Templeton Press, 2009

RRP $48.95 

Reviewed by Pastor Jenny Coombes of Murgon, previously a high school science teacher, now exploring the area of spirituality and excited by possibilities. 

 IMAGINE WALKING around a crowded room, filled with a very diverse group of people and dropping in on their conversations.

Some you might feel an instant rapport with, and be able to participate fully in what was being exchanged – others you might discover a little outside your area of knowledge and so harder to grasp, but the topics are tantalisingly interesting so you stay and listen a while.

This is how this book struck me. 

 The authors of each short article were instructed “to avoid compounding disciplinary suspicion with obscure or jargon-laden prose”, (p.10) thereby making it suitable for “interested lay readers and specialists looking to broaden their horizons” (p,7).

This aim is achieved to a large degree, however, the brevity of the article means that that the authors must assume a basic knowledge and understanding in their field, and this impacts on the reader working in unfamiliar territory. 

 Where the terminology is familiar, the articles are very easy to read and comprehend. 

 Authors are drawn from establishments scattered throughout 10 countries of Western Europe and Asia with very diverse spiritual and scientific perspectives best described as non-Western.

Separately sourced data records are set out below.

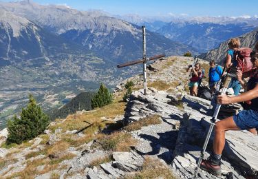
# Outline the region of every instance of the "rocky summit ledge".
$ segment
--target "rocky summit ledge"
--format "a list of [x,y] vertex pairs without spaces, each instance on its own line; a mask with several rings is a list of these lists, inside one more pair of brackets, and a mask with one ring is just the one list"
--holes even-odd
[[[178,178],[189,178],[193,176],[209,127],[211,107],[208,101],[197,97],[184,95],[181,100],[178,98],[180,96],[153,89],[146,96],[141,91],[134,92],[125,116],[129,123],[133,123],[148,115],[160,115],[161,124],[133,132],[140,140],[136,150],[142,156],[157,156],[170,166]],[[183,108],[178,108],[180,101]],[[211,152],[213,135],[205,158]],[[247,131],[227,131],[226,140],[221,178],[257,177],[258,137]],[[198,178],[217,178],[202,170]]]

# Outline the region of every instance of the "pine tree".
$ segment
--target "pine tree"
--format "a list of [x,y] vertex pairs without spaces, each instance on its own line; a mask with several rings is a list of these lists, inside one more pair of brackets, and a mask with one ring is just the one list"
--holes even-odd
[[92,108],[101,107],[111,103],[112,101],[113,94],[109,92],[103,83],[101,83],[98,92],[92,99]]
[[50,124],[50,118],[36,105],[32,94],[29,96],[29,103],[25,109],[22,109],[21,117],[14,116],[8,121],[8,136],[7,144],[20,144],[42,134]]

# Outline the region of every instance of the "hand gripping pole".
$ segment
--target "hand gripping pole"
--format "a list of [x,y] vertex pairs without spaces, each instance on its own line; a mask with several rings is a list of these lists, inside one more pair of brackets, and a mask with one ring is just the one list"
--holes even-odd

It is the intention of the editor, that Global Perspectives on Science and Spirituality should lure the reader to delve further and create more questions rather than give answers.

 This it does.

 From the suggestion that science and spirituality could form a new discipline of study, to the idea that, “incessant creation is an engine of evolution” (p.141), this book opens up many areas of both science and our spirituality to examination and a fresh approach.